Metade de 2026: o que já está acontecendo
Já estamos em meados de abril de 2026, quase na metade do ano, e o plano regulatório da SUSEP avança com grande parte das metas voltadas à atualização de normas — incluindo seguros rurais, obrigatórios e outros segmentos estratégicos.
Também seguem como prioridade:
- open insurance
- sandbox regulatório
- proteção mutualista
As entregas são organizadas por níveis de prioridade e acompanhadas publicamente.
No cenário econômico:
- a CNseg projeta crescimento de 8% para o mercado em 2026, acima do PIB
- seguros de vida cresceram 12% em 2025
- há expansão em regiões como Norte e Nordeste
E novas tendências ganham força:
- microsseguros
- embedded insurance (seguro integrado à compra)

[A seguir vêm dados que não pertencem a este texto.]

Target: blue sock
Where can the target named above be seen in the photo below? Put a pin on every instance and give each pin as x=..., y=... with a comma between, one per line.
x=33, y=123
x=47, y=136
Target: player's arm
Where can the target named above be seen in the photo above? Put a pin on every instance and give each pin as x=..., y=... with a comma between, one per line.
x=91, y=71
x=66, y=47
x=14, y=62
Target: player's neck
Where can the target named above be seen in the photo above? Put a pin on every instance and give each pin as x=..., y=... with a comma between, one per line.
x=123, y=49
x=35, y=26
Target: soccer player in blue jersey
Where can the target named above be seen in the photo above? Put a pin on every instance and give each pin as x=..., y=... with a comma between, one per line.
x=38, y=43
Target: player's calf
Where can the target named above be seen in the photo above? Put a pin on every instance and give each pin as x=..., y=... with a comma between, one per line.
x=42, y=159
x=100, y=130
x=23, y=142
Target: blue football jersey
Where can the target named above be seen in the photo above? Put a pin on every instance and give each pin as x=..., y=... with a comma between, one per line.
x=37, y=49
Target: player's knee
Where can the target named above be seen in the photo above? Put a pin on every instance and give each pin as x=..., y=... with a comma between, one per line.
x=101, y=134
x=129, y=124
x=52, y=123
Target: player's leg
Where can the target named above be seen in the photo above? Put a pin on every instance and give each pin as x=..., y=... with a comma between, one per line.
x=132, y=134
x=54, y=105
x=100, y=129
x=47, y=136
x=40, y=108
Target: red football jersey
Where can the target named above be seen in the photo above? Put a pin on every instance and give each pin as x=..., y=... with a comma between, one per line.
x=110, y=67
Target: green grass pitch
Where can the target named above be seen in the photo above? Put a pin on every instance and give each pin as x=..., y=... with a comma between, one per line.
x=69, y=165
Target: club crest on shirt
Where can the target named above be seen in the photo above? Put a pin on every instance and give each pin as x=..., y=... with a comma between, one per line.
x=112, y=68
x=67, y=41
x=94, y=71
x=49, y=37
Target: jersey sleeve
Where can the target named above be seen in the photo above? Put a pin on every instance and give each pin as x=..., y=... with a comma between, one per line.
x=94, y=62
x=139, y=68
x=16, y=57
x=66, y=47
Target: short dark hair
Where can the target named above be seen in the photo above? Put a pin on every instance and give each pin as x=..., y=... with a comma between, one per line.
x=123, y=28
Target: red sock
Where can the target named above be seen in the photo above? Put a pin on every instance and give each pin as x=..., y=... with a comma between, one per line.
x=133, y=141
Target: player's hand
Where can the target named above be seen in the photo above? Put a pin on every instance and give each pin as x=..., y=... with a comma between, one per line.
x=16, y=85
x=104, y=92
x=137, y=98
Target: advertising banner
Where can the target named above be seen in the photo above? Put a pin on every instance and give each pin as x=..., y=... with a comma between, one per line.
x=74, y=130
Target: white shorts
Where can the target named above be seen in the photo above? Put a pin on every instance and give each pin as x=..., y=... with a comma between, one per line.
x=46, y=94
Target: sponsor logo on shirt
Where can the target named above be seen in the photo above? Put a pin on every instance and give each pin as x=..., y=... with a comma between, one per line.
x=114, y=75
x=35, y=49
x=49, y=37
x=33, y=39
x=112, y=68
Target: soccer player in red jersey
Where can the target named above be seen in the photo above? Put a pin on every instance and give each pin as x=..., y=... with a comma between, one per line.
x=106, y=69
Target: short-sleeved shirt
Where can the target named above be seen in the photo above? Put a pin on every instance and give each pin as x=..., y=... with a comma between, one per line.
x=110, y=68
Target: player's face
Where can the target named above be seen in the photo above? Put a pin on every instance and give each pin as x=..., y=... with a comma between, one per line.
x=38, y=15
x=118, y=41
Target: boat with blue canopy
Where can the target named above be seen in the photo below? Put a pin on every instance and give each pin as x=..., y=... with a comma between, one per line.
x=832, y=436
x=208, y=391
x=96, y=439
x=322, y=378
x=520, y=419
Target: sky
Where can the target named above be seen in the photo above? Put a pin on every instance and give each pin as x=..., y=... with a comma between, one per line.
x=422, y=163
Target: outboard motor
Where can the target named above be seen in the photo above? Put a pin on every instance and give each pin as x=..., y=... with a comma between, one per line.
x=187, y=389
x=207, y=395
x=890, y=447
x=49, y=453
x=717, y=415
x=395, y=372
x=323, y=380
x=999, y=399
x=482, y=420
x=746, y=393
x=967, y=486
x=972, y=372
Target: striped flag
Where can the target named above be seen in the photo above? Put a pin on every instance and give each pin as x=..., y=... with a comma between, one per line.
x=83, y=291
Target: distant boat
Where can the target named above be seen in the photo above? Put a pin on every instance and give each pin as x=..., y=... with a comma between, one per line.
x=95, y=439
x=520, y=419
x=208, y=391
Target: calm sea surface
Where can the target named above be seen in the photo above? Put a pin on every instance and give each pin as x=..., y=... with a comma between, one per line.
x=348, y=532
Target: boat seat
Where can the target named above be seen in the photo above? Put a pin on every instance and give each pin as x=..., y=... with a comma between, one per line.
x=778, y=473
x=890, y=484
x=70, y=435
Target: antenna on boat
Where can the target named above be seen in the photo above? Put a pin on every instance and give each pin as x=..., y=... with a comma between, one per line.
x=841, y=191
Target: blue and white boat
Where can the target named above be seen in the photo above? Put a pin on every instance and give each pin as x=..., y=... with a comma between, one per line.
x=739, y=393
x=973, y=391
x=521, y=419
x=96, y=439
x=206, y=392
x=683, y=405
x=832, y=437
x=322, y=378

- uso de IA para atendimento preditivo
Na prática, isso significa um setor mais eficiente, acessível e alinhado a padrões globais.
O que isso muda para você
No fim das contas, todas essas mudanças convergem para um ponto simples:
- contratos mais claros
- processos mais rápidos
- produtos mais próximos da realidade do cliente
- mais segurança nas relações
O seguro deixa de ser apenas um instrumento técnico e passa a ser, cada vez mais, uma solução integrada ao cotidiano.